この数字から考えると、完全に自民不信が招いた結果と思えますね。 本来自民支持者である層が動かない限り、この数字でこの結果になることはありませんからね。
しかし、この結果、民主が参院の第一党となったので、おそらく参院議長は民主党から出ることになります。 今まで、参院では与野党逆転したことはあっても、自民党結成の55年以降、参院の第一党は常に自民党でした。 議長は第一党から出すという慣習があるので、これまでの参院議長はすべて自民党から出ていました。そういう点から考えても、今回の結果は非常に大きな意味を持ちます。
議長を与党から出すために、自民と公明が統一会派を組むなんていう冗談のような観測までありましたが、 自民と公明を足しても103で、民主の109には届かないんですね…。本当にとんでもない勝ち方だなぁ…。

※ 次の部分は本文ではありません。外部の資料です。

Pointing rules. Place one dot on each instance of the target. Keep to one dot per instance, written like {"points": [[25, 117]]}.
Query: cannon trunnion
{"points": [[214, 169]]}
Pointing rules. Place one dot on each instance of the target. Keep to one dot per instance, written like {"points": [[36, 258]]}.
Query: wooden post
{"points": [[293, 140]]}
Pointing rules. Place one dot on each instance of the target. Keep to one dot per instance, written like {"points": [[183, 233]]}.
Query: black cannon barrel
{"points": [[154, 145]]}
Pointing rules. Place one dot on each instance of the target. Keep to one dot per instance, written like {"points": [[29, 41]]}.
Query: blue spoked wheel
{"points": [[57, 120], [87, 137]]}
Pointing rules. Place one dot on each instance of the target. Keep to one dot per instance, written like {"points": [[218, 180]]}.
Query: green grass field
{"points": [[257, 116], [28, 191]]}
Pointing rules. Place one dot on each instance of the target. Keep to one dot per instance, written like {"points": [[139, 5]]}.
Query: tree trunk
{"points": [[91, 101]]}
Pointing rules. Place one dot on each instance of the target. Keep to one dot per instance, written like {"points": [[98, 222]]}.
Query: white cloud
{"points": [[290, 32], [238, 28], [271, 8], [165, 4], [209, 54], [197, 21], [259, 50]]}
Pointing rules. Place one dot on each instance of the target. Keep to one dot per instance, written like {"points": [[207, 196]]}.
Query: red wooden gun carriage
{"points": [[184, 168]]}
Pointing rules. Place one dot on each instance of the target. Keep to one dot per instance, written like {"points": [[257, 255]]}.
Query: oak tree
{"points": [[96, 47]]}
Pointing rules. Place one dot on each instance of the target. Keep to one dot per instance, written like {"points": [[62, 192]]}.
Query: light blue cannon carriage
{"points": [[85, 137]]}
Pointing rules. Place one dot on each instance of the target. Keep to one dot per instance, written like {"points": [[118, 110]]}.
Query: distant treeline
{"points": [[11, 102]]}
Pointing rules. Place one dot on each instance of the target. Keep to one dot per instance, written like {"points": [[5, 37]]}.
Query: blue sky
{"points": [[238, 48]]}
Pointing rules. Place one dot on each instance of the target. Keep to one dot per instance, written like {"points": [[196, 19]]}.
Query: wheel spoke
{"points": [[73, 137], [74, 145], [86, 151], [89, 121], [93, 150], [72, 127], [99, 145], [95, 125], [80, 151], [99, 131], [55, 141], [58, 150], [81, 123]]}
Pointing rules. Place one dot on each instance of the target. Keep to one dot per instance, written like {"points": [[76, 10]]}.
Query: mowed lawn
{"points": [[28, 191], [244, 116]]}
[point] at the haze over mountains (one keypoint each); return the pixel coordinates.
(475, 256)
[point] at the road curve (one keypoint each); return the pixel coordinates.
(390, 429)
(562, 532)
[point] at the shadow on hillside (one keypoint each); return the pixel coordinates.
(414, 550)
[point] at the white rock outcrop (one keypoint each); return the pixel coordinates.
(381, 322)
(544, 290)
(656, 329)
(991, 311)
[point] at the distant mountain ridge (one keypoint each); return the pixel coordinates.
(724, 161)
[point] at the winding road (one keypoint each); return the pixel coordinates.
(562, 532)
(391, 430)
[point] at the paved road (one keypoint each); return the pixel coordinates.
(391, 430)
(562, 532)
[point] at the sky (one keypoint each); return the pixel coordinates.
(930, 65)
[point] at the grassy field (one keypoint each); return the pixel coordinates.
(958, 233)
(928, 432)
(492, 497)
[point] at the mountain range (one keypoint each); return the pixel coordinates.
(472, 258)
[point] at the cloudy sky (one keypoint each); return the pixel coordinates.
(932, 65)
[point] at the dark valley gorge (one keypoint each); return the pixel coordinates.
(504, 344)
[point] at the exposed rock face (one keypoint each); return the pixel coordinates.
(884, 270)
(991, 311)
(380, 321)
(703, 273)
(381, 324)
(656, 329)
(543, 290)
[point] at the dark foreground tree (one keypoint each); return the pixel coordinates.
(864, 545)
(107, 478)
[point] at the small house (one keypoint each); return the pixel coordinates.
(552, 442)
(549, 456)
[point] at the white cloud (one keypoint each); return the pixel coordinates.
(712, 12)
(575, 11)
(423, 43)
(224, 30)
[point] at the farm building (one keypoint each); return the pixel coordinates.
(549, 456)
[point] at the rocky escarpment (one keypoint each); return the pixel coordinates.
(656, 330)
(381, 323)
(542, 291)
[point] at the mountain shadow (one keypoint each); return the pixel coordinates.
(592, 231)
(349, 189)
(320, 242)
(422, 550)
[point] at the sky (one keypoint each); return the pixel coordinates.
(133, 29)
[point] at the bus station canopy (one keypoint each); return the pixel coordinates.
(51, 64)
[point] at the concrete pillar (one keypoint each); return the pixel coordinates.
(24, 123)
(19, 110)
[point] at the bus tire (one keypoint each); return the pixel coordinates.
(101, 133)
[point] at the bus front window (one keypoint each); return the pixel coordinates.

この状況を、各新聞がどのように捉えているか、東京の主要6紙の社説を読み比べてみました。
読売「参院与野党逆転 国政の混迷は許されない」
朝日「参院選・自民惨敗―安倍政治への不信任だ」
毎日「自民惨敗 民意は「安倍政治」を否定した」
日経「安倍首相はこの審判を厳粛に受け止めよ」
産経「自民大敗 民主党の責任は大きい」
東京「安倍自民が惨敗 『私の内閣』存立難しく」
それぞれ新聞の立ち位置があるので、細かい部分は異なりますが、基本的な内容はかなり似通っていて、1紙を除いて 「安倍政権は批判を受け止め、反省をせよ」「民主党はなんでも反対して混迷化させるのではなく、責任ある役割を果たせ」の2点が強調されています。 まぁ、朝日・毎日・東京は前者が強くて、日経はほぼ中間、産経は後者が強いという違いはあります。
また、この民主党への要望について、11月に期限が切れるテロ特措法問題では、「米国との摩擦を覚悟でインド洋やイラクから自衛隊を撤退させることができるか」(毎日)、 「日米同盟や国際貢献に不可欠なテーマについて、現実的な対応をとれるかどうかは、テロ特措法への対応が試金石になるだろう」(産経)と、 求めてるものが全然違ったりするのはご愛嬌ですが(苦笑)。
しかし、この6紙の中で、唯一異なる論調なのが読売。論点のメインを民主への牽制に置き、安倍政権擁護の印象が強い。 確かに、年金問題にしても格差問題にしても、以前の内閣のいわば遺産であり、安倍政権だけの問題でないことは事実。 しかし、安倍政権が対応を誤ったからこそ、ここまで問題が大きくなったわけですし、現時点での責任者がその組織の過去の責を負うのは当然のこと。
あまつさえ、問題閣僚の任命責任について「総裁選での論功行賞人事が、こうした問題閣僚の起用につながったとして、安倍首相の任命責任を厳しく問う声もあった。だが、歴代、論功行賞人事のなかった政権はない」とまで書いている。 論功行賞で選ぶのと、問題を抱える人間を閣僚に登用するのはまったく別次元の問題だと思うのだがどうか。
読売が自民寄りなのは昔から明らかですが、この社説はあまりにバランスを欠いているのではないかという気がします。
そんな中で、わたしが個人的にMVPを送りたいのが、東京新聞の社説。
この選挙が小泉政権からの6年半の結果についての総括であると説き、小泉ブームで一瞬隠されたが与党の地盤はずっと退潮傾向にあると思い起こさせる。 良い着眼点で平易な説明をしているので、他紙は好みでいいですが、是非東京新聞の社説は読んでみてください。
まぁ、なんにせよ、民主党の真価が問われるのはこれから。ここで実績を作り、一気に政権への道を進むのか、 やっぱりだめかと国民に呆れられてしまうのか、どうなるか結果はおそらく年内には出るでしょう。